The hunt for Thessaloniki’s riches continued for ten days and nights: “with the city yielding an abundant harvest of valuables and other costly finery…so that these objects were piled up on top of one another till they lay in heaps as big as mountains and covered all the ground beneath them.” The cuffs were likely two of many treasures hidden when the city was threatened. Its owner never returned to reclaim them.
Hoarded and Rediscovered
Centuries after its burial, the treasure of jewelry was found. Whether through discovery or sale, the pair of cuffs fell into the hands of a new owner, who likely appreciated their fine workmanship, but also prized the base value of their gold. We know this because when the Byzantine cuffs and the other jewelry were unearthed in 1956, they were accompanied by dozens of gold ducats from Venice, Austria, and the Netherlands, as well as a large group of Ottoman coins. This group of valuable objects had been assembled nearly 300 years earlier, about 1660, perhaps by a wealthy merchant.
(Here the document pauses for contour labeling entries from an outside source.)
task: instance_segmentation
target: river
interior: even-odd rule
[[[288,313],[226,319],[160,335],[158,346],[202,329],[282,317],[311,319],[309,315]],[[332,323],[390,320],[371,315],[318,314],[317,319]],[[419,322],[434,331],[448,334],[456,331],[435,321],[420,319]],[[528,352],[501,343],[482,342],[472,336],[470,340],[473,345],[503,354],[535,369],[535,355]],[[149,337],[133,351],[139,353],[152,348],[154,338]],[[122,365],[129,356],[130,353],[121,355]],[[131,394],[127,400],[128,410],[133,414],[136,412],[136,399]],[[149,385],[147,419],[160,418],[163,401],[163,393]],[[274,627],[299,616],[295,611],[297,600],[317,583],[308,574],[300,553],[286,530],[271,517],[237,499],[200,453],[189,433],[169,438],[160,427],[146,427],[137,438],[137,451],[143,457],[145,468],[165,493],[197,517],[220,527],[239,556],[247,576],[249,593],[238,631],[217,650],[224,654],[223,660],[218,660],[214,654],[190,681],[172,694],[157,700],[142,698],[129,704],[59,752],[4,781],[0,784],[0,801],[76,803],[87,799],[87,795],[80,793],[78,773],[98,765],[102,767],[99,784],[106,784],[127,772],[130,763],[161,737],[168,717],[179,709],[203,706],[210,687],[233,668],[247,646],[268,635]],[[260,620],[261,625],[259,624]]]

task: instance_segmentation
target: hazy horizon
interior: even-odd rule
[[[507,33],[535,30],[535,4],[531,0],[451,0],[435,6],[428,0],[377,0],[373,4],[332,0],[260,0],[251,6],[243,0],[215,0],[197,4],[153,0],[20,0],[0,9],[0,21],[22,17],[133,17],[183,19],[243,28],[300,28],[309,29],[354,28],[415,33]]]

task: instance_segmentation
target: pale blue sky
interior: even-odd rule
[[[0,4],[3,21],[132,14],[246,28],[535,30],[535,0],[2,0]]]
At the time they were collected, these coins might have been used to purchase several bolts of expensive silk, a commodity actively traded in Thessaloniki in the 1600s. When the hoard was buried, the city, now called by its Turkish name, Selanik, was only distantly recalled as Byzantine, although it possessed many of the historic monuments that give the modern-day city its Byzantine identity. Under Ottoman rule, the city was demographically rich, with forty-eight Muslim districts, fifty-six Jewish districts, and another sixteen occupied by Christians, Armenians, and others. Dodecanesos Street, the site of the hoard’s discovery, was an important commercial area for the Jewish community. This new context fits the story of the hoard—for it is likely that a wealthy merchant once treasured the cuffs.
We will never know the precise reason for the burial of the cuffs, their associated jewelry, and the coins in the mid-1600s, but we do know that this was a time of upheaval for the city’s Jewish community, which was destabilized by the appearance of the pseudo-Messiah Sabbatai Zvi and faced economic challenges due to loss of trade privileges.
The time between the objects’ second burial in the 1600s and their rediscovery in 1956 marked a difficult period for Thessaloniki. In 1917, much of the lower city was damaged in a conflagration that changed the shape and altered the spirit of the city. Buried below the smoldering ashes and debris of Dodecanesos Street was the treasure, covered by yet another layer of history. Safely hidden, the treasure preserves the story of not one, but two owners who never returned to claim it.
For an eyewitness account of the invasion of Thessaloniki in 904, see John Kaminiates, The Capture of Thessaloniki, trans. D. Frendo, A. Fotiou, and G.Böhlig, Byzantina Australiensia, 12 (Perth, 2000).